Christophe Bertossi,
directeur de l’Idem
Introduction
Intégration
Communautarisme
Laïcité
Migrant
Islam
Citoyenneté
Discriminations
État-nation
Alors que le Sénat s’apprête à discuter un énième projet de loi sur l’immigration à partir du 6 novembre 2023, l’Idem propose de revenir sur les mots utilisés dans le débat.
Chaque lundi, l’Idem publiera l’analyse d’un mot important, pour aider à décrypter les véritables enjeux de l’immigration dans l’espace démocratique français, au-delà des idées reçues et des faux-semblants.
Une nouvelle loi en 2023 pour quoi faire ?
L’immigration est un thème politique qui s’est imposé depuis 40 ans. Il est un élément central de l’évolution politique qu’ont connue les démocraties libérales pendant cette période.
Après plus de 100 réformes du droit des étrangers en France depuis 1945, dont 29 lois depuis 1980 seulement, le gouvernement propose à nouveau un projet « pour contrôler l’immigration et améliorer l’intégration ».

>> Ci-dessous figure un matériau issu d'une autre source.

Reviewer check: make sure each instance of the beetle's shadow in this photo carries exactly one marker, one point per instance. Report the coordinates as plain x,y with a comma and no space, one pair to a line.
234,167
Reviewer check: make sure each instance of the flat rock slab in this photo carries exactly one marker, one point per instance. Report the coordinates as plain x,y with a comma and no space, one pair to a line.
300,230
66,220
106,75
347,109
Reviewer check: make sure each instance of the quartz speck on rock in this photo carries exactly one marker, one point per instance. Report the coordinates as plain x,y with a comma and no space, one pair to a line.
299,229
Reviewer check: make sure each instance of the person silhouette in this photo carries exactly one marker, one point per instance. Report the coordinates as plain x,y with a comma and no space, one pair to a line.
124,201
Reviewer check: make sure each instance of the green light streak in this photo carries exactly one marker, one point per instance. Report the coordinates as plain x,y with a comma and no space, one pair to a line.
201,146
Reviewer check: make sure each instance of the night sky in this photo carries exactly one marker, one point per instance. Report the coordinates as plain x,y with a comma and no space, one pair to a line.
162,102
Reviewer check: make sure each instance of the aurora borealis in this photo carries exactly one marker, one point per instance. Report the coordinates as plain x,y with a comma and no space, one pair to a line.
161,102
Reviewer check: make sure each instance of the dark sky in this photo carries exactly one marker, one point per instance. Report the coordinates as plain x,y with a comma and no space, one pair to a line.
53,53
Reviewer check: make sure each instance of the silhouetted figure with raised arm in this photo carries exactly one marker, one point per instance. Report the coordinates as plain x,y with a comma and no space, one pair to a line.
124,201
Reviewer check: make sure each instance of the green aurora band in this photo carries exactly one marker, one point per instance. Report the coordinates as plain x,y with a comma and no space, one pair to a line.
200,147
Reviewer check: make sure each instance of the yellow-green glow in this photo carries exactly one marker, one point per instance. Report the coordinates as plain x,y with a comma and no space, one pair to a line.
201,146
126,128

On peut remarquer que les réformes sur le sujet ont toujours été présentées avec le même objectif à la clé : faire valoir un compromis entre le frein mis aux entrées et l’idée que ce « contrôle » accru serait la condition d’une meilleure « intégration ». Rien de nouveau donc, avec ce projet de loi porté par les ministres de l’Intérieur, de la Justice et du Travail.
On peut surtout s’interroger : l’inflation législative et réglementaire qui entoure l’immigration (une loi a été votée tous les 17 mois en moyenne !) est-elle le signe d’un problème spécifique de « contrôle » et d’« amélioration » des réalités migratoires qu’il faudrait résoudre ?
Ou s’agit-il plutôt de remettre à l’agenda politique un sujet clivant pour mobiliser un électorat sensible à cette question ? Et si tel est le cas, quelles sont les conséquences sur les manières de définir notre identité politique en tant que pays démocratique et d’immigration ?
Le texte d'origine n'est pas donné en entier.